What will she think?

While she’s away

Just as with many of the garden’s major additions, several tons of boulders and new plantings along the southern border of forest were recently undertaken while my wife was traveling, first to Canada and then to France. She says the nearly back-to-back trips were making up for missed vacations the past few years, and I should say how I would’ve liked to have gone along, but I travel enough on business and she knows I’m a hermit at heart, happier at home and in particular when I’ve got some digging to do.

The flowering onions were plugged into a gap in the garden planted earlier in the spring.

At one time, the addition of a pond (below) dug in a weekend while my wife visited relatives (in Pittsburgh) was intended as a surprise. Two ponds were added this way, but after so many years I think now I enjoy the opportunity to work uninterrupted, but also with no checks on my running out to grab a few plants as I’m inspired to fill gaps. I’m quite certain she expects me to mess around in the garden while she’s away, and certainly is never surprised by changes.

While maintaining the garden is a part of what must be done, I’m most excited by setting boulders, transplanting, and planting, so while my wife was admiring French architecture, I was dripping sweat and hosing the mud off before going back indoors to cool off a time or two. (An outdoor mess is acceptable. An indoor mess is big trouble.) By day’s end, I was pretty worn out from lugging soil up the slope to fill behind boulders, and if my wife has any worries at all about leaving me behind it’s that I might keel over dead from some mishap while I’m overdoing it.

She’s back

My wife has returned home. It’s taken a few days to get settled, and then to get back to her job for a day before the weekend. Now, she’s seen the additions to the garden, the area bordering the forest and a small planting beside the greenhouse. The waterfall in the koi pond has been moved, a practical change with rambunctious growth covering the old location and a possible leak after fifteen years without a problem.
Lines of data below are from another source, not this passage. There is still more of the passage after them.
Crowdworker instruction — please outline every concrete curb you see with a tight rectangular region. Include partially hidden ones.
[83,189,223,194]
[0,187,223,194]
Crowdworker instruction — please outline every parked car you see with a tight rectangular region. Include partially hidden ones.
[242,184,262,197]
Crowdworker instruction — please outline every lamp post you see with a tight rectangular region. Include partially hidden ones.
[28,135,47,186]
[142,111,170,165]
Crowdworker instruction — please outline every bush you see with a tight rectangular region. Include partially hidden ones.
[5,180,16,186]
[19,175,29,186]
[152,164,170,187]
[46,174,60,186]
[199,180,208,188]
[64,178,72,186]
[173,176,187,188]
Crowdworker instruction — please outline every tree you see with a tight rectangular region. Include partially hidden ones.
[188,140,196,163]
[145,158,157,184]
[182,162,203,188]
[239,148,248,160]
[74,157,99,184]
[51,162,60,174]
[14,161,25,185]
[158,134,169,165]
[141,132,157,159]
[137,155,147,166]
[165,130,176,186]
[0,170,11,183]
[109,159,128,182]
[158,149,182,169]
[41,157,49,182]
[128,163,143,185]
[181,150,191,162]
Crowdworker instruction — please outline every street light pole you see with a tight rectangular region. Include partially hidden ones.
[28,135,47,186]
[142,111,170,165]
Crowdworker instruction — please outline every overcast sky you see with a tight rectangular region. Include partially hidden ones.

Two dwarf ginkgos and a pendulous Ryusen Japanese maple must grow to fill the new space, but transplanted hostas, carex, and big leafed ajuga will quickly grow (in a few years) to make the planting more acceptable.

She offers her general approval, but also a warning that I’ve heard before. “Not one more inch”, she cautions, and with little remaining lawn, and half of that covering our septic field, additions to the garden are now more carefully considered.

The newly planted areas will remain works in progress, but will not be satisfactory for several years until ‘Shaina’ and ‘Ryusen’ Japanese maples grow a bit. Typically, I wait to find larger plants, but this project was a whim, an opportunity to fill the hours while my wife traveled. She loved her trips, I enjoyed my digging, and she’s mostly happy with the garden. It’s been a good month.

8 Comments Add yours

  1. Valerie says:

    Now I need to go buy flowering onions!!!

  2. Valerie says:

    Question: do you worry that the ajuga will spread into your grass? Is there an ajuga that does not spread, I wonder? I am so hesitant to plant any ground coverings, because I’ve had a terrible time getting rid of pachysandra and mazus.

    1. Dave says:

      I know ajuga will spread onto the grass, but it is easily controlled and it doesn’t climb over other low plants such as hostas. I transplanted this from beneath shrubs and tall perennials where it had spread tenfold in three years.

      1. Valerie says:

        Ok, thanks. I may try a couple ajuga in my back, border garden.

  3. Carla says:

    Really lovely. I have the flowering onions, but after 3 years, they don’t look as pretty as that. I know they are drought tolerant, that’s why I have them in dry, central oregon. But the green on mine and the flowers are the same height and they do not fan out like yours. A pleasure to view your garden.

    1. Dave says:

      We have turned very dry over the past month, but of course nothing like you experience every summer. While the bulb holds moisture to tolerate dry periods, other perennials grow too vigorously and then fade terribly when it becomes dry. I do not irrigated at all, a luxury not possible for gardens on the west coast.

  4. Marianne Polito says:

    Hi Dave,

    Really enjoy your blog! Beautiful pictures! Please tell me the name of the groundcover in the 2nd picture of Sept.4. Round leaves w. white veins.

    Thank you.

    Marianne Polito

    1. Dave says:

      This is commonly called strawberry begonia, though it is not a begonia (Saxifraga stolonifera). This saxifraga is a low spreader, quite vigorous in slightly moist, part sun and much slower with more shade. Along this stream I must keep it cut back so it doesn’t impede the water flow, but that’s about two minutes a month.